Version-Release number of selected component (if applicable):
The attached patch fixes this issue for me during shutdown.
Well, it is a partial fix -- I thought I had tested the patch with clients mounted, but it appears I did not. In that case, I still get the hangs, as svcrdma/xprtrdma do not unload.
So, more work to be done here.
I'm creating a new service, nfs-rdma, that's intended to be started after nfs
and stopped before nfs that enables and disables rdma support. The rdma init
script now checks to make sure that nfs-rdma support is disabled before downing
the rdma service. If the nfs-rdma service fails to stop (because things are in
use) then you can down the nfs service and then down the nfs-rdma service
(which is backward order, but should work as downing the nfs service will free
up the kernel modules to be unloaded). Will be present in rdma-1.0-8 or later.
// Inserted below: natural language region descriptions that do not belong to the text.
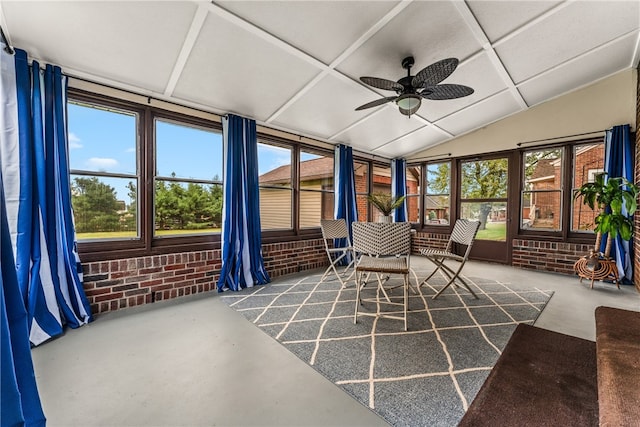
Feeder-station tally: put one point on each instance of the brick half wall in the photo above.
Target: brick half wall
(118, 284)
(556, 257)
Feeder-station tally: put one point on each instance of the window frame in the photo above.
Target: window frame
(453, 196)
(565, 234)
(186, 121)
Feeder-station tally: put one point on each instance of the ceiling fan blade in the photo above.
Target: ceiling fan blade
(435, 73)
(382, 83)
(446, 91)
(376, 103)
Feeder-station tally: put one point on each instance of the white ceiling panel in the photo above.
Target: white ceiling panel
(572, 31)
(326, 108)
(584, 70)
(323, 29)
(428, 30)
(466, 74)
(129, 42)
(378, 129)
(499, 18)
(419, 140)
(480, 114)
(237, 71)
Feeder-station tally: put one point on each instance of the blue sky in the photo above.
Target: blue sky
(105, 141)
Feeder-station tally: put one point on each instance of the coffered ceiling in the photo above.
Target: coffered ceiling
(295, 65)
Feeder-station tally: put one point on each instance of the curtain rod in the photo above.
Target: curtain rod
(7, 48)
(435, 156)
(553, 140)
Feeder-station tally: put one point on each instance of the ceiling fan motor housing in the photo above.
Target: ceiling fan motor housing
(408, 62)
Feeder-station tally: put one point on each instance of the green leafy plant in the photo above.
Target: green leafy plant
(385, 203)
(608, 197)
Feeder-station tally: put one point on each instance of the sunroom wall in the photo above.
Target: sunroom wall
(117, 284)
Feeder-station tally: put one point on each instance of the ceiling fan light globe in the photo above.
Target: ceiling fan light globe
(408, 103)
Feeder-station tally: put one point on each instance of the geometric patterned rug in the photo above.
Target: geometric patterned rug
(427, 375)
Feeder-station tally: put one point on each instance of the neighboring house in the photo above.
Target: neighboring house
(317, 193)
(543, 210)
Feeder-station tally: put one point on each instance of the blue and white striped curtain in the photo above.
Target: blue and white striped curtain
(35, 173)
(618, 162)
(345, 191)
(19, 400)
(242, 262)
(399, 187)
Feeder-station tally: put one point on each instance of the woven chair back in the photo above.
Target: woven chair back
(334, 229)
(382, 239)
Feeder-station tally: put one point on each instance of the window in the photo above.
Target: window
(437, 201)
(316, 188)
(414, 178)
(381, 184)
(361, 174)
(541, 206)
(588, 161)
(188, 179)
(276, 191)
(103, 159)
(483, 196)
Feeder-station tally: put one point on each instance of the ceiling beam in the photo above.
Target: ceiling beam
(331, 68)
(187, 47)
(480, 35)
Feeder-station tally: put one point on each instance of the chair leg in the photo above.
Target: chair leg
(406, 299)
(439, 264)
(452, 276)
(358, 279)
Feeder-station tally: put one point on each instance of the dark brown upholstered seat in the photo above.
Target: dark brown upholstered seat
(542, 378)
(618, 350)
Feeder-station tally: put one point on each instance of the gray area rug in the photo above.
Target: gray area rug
(427, 376)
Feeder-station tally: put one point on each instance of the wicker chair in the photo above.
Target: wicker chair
(336, 229)
(384, 249)
(464, 233)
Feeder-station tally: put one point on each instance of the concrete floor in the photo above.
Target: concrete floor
(195, 362)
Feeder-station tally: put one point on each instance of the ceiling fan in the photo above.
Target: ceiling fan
(411, 89)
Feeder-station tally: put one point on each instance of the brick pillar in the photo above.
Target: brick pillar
(636, 220)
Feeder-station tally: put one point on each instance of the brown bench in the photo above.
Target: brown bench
(545, 378)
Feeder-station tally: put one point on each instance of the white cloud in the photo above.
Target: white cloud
(74, 141)
(102, 163)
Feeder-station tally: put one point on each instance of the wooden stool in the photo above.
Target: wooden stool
(596, 268)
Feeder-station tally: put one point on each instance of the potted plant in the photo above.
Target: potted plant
(385, 204)
(607, 196)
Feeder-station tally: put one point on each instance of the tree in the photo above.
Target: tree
(95, 205)
(187, 206)
(484, 179)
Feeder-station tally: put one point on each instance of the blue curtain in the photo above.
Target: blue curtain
(618, 162)
(242, 262)
(35, 170)
(399, 187)
(20, 402)
(345, 192)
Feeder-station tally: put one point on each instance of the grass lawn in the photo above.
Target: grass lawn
(132, 234)
(496, 231)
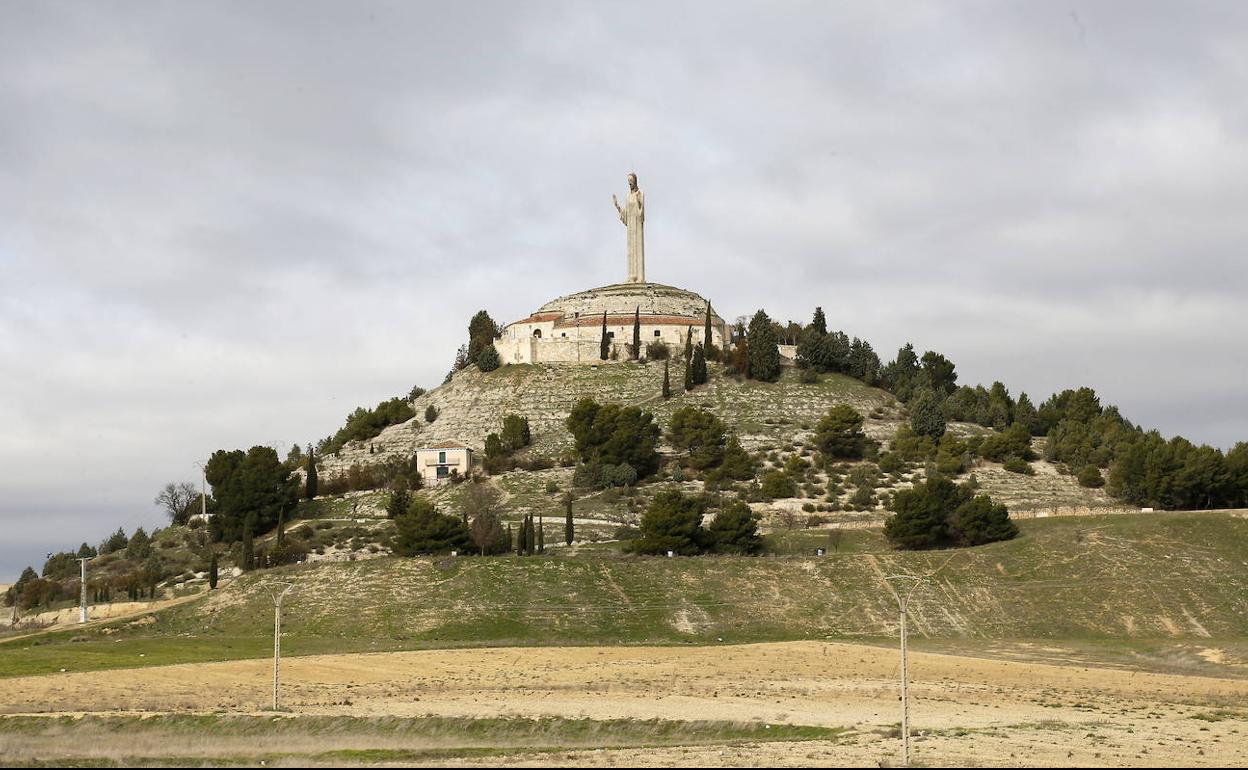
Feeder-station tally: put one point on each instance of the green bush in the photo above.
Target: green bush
(778, 484)
(1090, 476)
(839, 433)
(1016, 464)
(735, 531)
(940, 513)
(673, 522)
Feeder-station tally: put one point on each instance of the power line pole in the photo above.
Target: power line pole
(82, 582)
(902, 605)
(277, 632)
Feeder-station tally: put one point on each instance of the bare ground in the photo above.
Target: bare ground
(965, 710)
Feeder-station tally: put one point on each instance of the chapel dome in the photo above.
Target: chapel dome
(625, 298)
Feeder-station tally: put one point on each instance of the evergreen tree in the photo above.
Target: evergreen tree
(482, 333)
(1025, 414)
(708, 341)
(839, 433)
(735, 531)
(736, 464)
(926, 416)
(604, 347)
(310, 484)
(698, 433)
(698, 371)
(398, 502)
(424, 531)
(763, 358)
(248, 548)
(673, 522)
(488, 358)
(637, 335)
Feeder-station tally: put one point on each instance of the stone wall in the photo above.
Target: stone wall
(473, 404)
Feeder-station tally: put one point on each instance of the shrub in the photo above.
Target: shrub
(488, 360)
(612, 434)
(926, 414)
(424, 531)
(940, 513)
(1090, 476)
(673, 522)
(778, 484)
(735, 529)
(1016, 464)
(700, 434)
(839, 433)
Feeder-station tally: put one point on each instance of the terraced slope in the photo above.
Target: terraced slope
(1110, 580)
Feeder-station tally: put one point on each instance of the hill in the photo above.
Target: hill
(773, 419)
(1115, 580)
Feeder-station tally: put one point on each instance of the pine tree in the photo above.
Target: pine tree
(637, 333)
(604, 347)
(310, 488)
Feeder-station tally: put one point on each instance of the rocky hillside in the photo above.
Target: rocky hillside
(773, 419)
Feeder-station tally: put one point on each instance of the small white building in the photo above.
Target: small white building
(442, 461)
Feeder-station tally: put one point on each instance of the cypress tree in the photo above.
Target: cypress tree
(763, 357)
(604, 347)
(637, 333)
(248, 547)
(706, 340)
(310, 489)
(698, 370)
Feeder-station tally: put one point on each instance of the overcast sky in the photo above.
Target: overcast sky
(229, 224)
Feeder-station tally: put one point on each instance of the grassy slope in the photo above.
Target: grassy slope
(1097, 578)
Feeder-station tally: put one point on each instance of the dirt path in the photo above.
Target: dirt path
(964, 710)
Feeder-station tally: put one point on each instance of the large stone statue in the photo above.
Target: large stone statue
(633, 215)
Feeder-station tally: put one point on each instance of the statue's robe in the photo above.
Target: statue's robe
(633, 215)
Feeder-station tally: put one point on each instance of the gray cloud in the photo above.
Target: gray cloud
(230, 224)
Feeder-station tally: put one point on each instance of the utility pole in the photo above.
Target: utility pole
(277, 630)
(82, 582)
(902, 605)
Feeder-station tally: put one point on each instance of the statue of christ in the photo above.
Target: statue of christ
(633, 215)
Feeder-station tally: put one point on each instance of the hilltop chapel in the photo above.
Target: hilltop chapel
(569, 330)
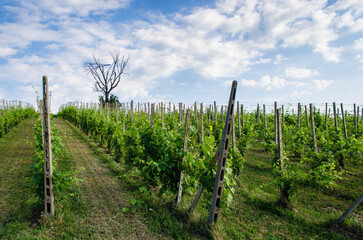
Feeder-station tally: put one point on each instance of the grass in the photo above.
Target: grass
(20, 211)
(254, 214)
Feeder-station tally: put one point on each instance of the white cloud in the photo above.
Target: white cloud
(294, 72)
(266, 83)
(320, 85)
(7, 51)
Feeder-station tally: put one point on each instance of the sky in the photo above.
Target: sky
(185, 50)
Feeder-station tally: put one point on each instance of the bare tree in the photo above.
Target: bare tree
(107, 75)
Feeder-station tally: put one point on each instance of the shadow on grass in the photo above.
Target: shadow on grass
(328, 230)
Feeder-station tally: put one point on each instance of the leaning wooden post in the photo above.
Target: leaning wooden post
(283, 192)
(313, 128)
(326, 115)
(196, 115)
(306, 116)
(222, 159)
(117, 112)
(298, 115)
(243, 116)
(276, 125)
(47, 145)
(239, 121)
(201, 124)
(335, 116)
(344, 124)
(355, 119)
(215, 112)
(264, 117)
(180, 190)
(132, 111)
(180, 112)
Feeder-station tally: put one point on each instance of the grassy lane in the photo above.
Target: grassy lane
(17, 209)
(105, 198)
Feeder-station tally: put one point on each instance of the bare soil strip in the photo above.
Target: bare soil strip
(103, 195)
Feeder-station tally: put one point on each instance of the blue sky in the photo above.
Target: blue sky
(288, 51)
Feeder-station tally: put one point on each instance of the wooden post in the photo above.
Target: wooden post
(344, 124)
(283, 192)
(117, 112)
(239, 121)
(201, 123)
(243, 116)
(132, 111)
(276, 124)
(306, 116)
(355, 119)
(149, 111)
(215, 112)
(162, 114)
(222, 159)
(47, 145)
(180, 112)
(326, 115)
(313, 128)
(335, 116)
(264, 117)
(180, 190)
(298, 115)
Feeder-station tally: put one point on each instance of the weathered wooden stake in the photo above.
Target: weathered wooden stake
(264, 117)
(306, 116)
(222, 159)
(239, 121)
(344, 124)
(335, 116)
(180, 190)
(215, 112)
(243, 116)
(313, 128)
(201, 124)
(326, 115)
(355, 119)
(276, 123)
(47, 145)
(298, 115)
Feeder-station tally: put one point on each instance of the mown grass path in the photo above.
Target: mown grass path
(16, 152)
(104, 196)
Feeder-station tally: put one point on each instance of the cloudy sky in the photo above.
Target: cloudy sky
(185, 50)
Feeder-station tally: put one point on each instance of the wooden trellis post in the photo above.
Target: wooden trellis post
(344, 124)
(298, 115)
(180, 190)
(326, 115)
(215, 112)
(201, 124)
(313, 128)
(306, 116)
(355, 119)
(47, 145)
(335, 116)
(264, 117)
(276, 126)
(222, 159)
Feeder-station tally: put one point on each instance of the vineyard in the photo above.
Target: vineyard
(148, 171)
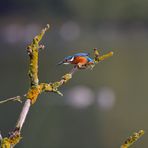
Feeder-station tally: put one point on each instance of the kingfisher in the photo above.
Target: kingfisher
(80, 60)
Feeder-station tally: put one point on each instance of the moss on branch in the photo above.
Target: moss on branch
(37, 88)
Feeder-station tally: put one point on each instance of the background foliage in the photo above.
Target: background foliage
(100, 108)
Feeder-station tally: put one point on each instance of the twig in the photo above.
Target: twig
(17, 98)
(36, 88)
(23, 114)
(132, 139)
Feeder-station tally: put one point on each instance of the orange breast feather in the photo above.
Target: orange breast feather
(81, 60)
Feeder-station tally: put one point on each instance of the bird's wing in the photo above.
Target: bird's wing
(89, 59)
(81, 54)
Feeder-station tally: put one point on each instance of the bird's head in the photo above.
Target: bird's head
(67, 60)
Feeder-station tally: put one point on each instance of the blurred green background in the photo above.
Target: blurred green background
(100, 108)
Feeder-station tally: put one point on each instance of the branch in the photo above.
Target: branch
(17, 98)
(36, 89)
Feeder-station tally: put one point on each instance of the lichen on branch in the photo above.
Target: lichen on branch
(37, 88)
(132, 139)
(33, 50)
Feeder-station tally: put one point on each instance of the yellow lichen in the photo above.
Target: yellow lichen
(9, 142)
(130, 140)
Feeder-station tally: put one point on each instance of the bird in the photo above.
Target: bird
(80, 60)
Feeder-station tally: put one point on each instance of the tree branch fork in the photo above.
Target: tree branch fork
(37, 88)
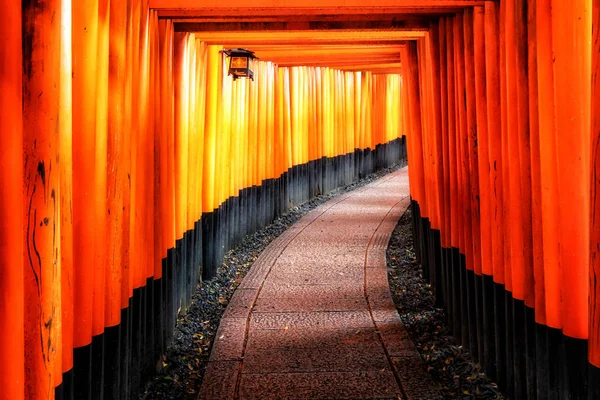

That will let me remove my modifications to get NFSoRDMA starting, but I don't think it is going to help when stopping the rdma service -- I've looked around a bit, but I don't see a way to forcibly disconnect clients from the NFS server, which keeps the use count non-zero on the nfsd and svcrdma modules, preventing their removal. There may be a way; I just haven't found it yet -- or it may be a different issue than I think.
I've also seen a similar problem with the NFS client, as even after unmounting all of the NFS filesystems, I still cannot rmmod xprtrdma.
I'm starting to wonder if the best workaround at the moment is to see if the scripts can detect we're going to runlevel 0, 1, or 6 and just not try to remove the modules.
Fixed long ago but bug was not autoclosed.